John A. Humbach (Pace University School of Law) has posted "Justice and the 'Mental Causation' Fallacy" on SSRN. Here is the abstract:
A key justification for modern criminal justice practices is premised on a logical fallacy and is ripe for review. This article takes direct aim at the criminal law’s pre-scientific supposition of “mental causation,” which is the primary basis for holding that people “deserve” to suffer and the most serious barrier to acceptance of neuroscience in criminal justice reform.
* * * *
Mental causation is a foundational assumption of modern criminal justice. The law takes it for granted that wrongdoers “deserve” punishment because their acts are caused by intentions, reasons and other mental states. A growing body of neuroscience evidence shows, however, that human behavior, like that of all other animals with brains, is produced by observable physiological activity in the brain and central nervous system—all in accordance with ordinary physical laws. Beyond these ordinary physiological interactions and processes, no hypothesis of mental causation is required to causally explain behavior.
Despite the evidence, neuroskeptics insist that intentions, reasons and other mental states can play a causal role in producing human behavior. The evidentiary case for mental causation turns out, however, to be premised on a well-known logical fallacy, post hoc ergo propter hoc. Meanwhile, based on the best explanation of all the evidence and data, mental causation almost certainly cannot and does not occur. Therefore, if mental causation is indeed the basis on which offenders are deemed to be responsible and to deserve suffering as punishment, the case for criminal responsibility and current punishment practices is fatally defective.

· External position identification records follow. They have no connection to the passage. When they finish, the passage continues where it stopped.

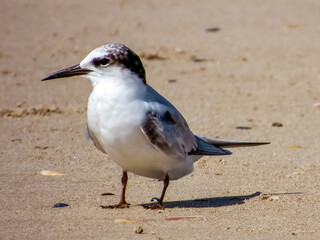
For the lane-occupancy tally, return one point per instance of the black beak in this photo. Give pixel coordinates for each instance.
(68, 72)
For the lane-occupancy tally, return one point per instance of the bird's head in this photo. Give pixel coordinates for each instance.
(107, 61)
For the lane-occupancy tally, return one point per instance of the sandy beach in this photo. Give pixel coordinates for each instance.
(246, 70)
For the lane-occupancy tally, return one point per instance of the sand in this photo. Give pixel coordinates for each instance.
(223, 64)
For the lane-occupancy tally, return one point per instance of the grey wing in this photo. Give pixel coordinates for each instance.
(168, 132)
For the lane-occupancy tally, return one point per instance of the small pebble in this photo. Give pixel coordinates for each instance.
(293, 147)
(317, 105)
(50, 173)
(138, 230)
(124, 220)
(214, 29)
(57, 205)
(243, 127)
(107, 194)
(171, 80)
(277, 124)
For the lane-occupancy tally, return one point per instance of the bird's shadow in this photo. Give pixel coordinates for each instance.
(207, 202)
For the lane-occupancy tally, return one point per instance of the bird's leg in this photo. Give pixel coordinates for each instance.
(159, 205)
(122, 203)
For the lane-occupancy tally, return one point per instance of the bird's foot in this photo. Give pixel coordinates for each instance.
(157, 206)
(119, 205)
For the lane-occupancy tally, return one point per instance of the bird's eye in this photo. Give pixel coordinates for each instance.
(104, 62)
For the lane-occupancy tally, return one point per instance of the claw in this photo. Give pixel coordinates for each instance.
(120, 205)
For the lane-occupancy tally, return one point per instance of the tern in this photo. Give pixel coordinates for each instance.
(136, 126)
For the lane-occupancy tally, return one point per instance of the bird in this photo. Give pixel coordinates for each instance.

To be sure, society will likely always need to use coercive measures to deal with individuals who pose dangers and risks that are too socially intolerable to allow. The findings of neuroscience suggest, however, that these measures should be justified on bases that do not presuppose that offenders “deserve” suffering due to mental causation. Even while coercive measures to protect public safety are a practical and moral necessity, their nature and quality may be very different if they no longer are predicated on the premise that people “deserve” to suffer hardship, misery and deprivation purposely inflicted by the state.